Trinity of Deceits

David Pahor
Curated Newsletters
3 min readDec 14, 2023

We tend to obliviate our lies of compassion.

The Royal Olive Tree of Ithaca.
Image by © David Pahor +AI

A muted gloom spreads beneath the Royal olive tree in Ithaca as Odysseus embraces his wife for the last time. As he steps back, their son in the arms of Penelope’s maid releases a piercing wail not of this world. The faithful pup Argos joins in the call, his ears flat with fear.

For a moment, even the man of wits panics; have they learnt he is destined to be a stranger to them for the next twenty years?

“Before next Autumn’s rains, I shall bring you gifts from Ilion!” he exclaims.

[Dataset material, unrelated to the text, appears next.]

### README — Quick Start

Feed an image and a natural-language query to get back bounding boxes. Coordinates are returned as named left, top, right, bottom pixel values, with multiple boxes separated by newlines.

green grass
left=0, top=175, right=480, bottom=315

He looks at his father, but Laertes shakes his head, eyes filled with tears.

2/

A mellow melancholy fills the Oncology Ward’s day room. It is past end-of-visits and empty, except for the wife and daughter sitting before a reclining grey-haired man with sunken cheeks in a hospital gown.

Oh, and myself, the son-in-law wiping away the tears of laughter. The joke was a masterstroke of black humour.

They had removed the grey man’s excessive lung fluid just hours ago, and he is in that fleeting sweet spot between pain and opioid-induced drowsiness.

My mother-in-law had patted his forehead several times, and he snapped at her that he wasn’t a damned hot-water radiator.

A nurse comes in with a glass of water and pills.

“Next week at the same time?” I smile at him.

The tired woman in white nurse’s scrubs faintly shakes her head at me.

3/

A frail darkness envelops the trio as they stop at the meadow’s edge to wait for the ship to pick them up.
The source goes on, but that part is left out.